Cole Real Estate Investments Acquires Fairlane Green Power Center For $47 Million
Cole Real Estate Investments (Cole), one of the nation’s leading investors in high-quality, income-producing retail, office and industrial real estate assets, announced the acquisition of Fairlane Green, a 270,000-square-foot retail power center located in Allen Park, MI. The property, which Cole purchased for $47 million, is 97% occupied and situated in a thriving destination retail trade area south of Detroit, accessible to more than 355,000 residents. “This acquisition has many of the attributes that Cole seeks as an investor in multi-tenant retail properties,” said Scott M. Holmes, senior vice president, acquisitions, multi-tenant retail, who represented Cole in the transaction. “Fairlane Green is near 100% occupancy, the majority of its tenants are well-known national retailers performing well above national averages, and it is located at a prime retail location within the trade area. These factors make the purchase of Fairlane Green consistent with our disciplined investment strategy.”
Constructed in 2005, Fairlane Green is home to TJ Maxx, Bed Bath & Beyond, Barnes & Noble, Michael’s, Old Navy, Ulta, Pier 1 Imports, The Gap, Five Below, Famous Footwear, Panera Bread, Bath & Body Works, dressbarn and Carter’s, among others. National restaurants On the Border, Chili’s and Longhorn Steakhouse also operate within the center, pursuant to ground leases. Overall, national retailers occupy 89% of the property. Fairlane Green is shadow-anchored by an adjacent Target store, which drives additional retail traffic to the property.
The shopping center is located on Fairlane Drive in Allen Park, between I-94 and the Southfield Freeway, in a historically strong retail corridor. Allen Park is part of the “Downriver” communities of the Detroit metropolitan area, a collection of 18 suburban cities and townships located south of Detroit along the western shore of the Detroit River. The Ford Motor Company has long been an integral part of Allen Park, with many corporate offices and R&D facilities located within the city limits.

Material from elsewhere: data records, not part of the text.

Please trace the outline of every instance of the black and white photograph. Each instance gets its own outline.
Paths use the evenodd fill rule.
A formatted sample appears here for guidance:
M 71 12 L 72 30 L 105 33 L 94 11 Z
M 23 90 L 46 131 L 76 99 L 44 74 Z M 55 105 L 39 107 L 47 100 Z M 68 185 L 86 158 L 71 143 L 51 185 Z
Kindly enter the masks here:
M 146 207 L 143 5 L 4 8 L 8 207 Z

Ben Wineman, principal of Mid-America Real Estate Corporation, represented the seller.
Other recent multi-tenant retail acquisitions completed by Cole include Indian Lakes Crossing in Virginia Beach, VA (65,000 SF/$14.2 million); Kyle Marketplace in Kyle, TX (219,000 SF/$45 million); The Parke in San Antonio, TX (90,000 SF/$7.25 million); Silverado Plaza in Tucson, AZ (78,000 SF/$9.25 million); Cleveland Town Center in Cleveland, TN (153,000 SF/$17.65 million); Crossroads Marketplace in Warner Robins, GA (77,000 SF/$11.25 million); Shoppes of Sugarmill Woods in Homosassa, FL (53,000 SF/$8.1 million); Midtowne Park in Anderson, SC (167,000 SF/$25.6 million); and Belleview Plaza in Pensacola, FL (83,000 SF/$8.2 million).
About Cole Real Estate Investments
Founded in 1979, Cole Real Estate Investments is one of the most active acquirers of core real estate assets, managing one of the country’s largest portfolios of retail properties. Cole primarily targets net-leased single-tenant and multi-tenant retail properties under long-term leases with high credit quality tenants, as well as single-tenant office and industrial properties, using a conservative investment and financing strategy. At the end of 2011, Cole-related entities owned and managed more than 1,600 assets representing approximately 60 million square feet of commercial real estate in 47 states with a combined acquisition cost of approximately $10 billion.
Certain statements in this press release may be considered forward-looking statements that reflect the current views of Cole Real Estate Investments and Cole’s management with respect to future events. Forward-looking statements about Cole’s plans, strategies and prospects are based on current information, estimates and projections; they are subject to risks and uncertainties, as well as known and unknown risks, which could cause actual results to differ materially from those projected or anticipated. Forward-looking statements are not intended to be a guarantee of any event, action, result, outcome or performance in future periods. Cole does not intend or assume any obligation to update any forward-looking statements, and the reader is cautioned not to place undue reliance on them.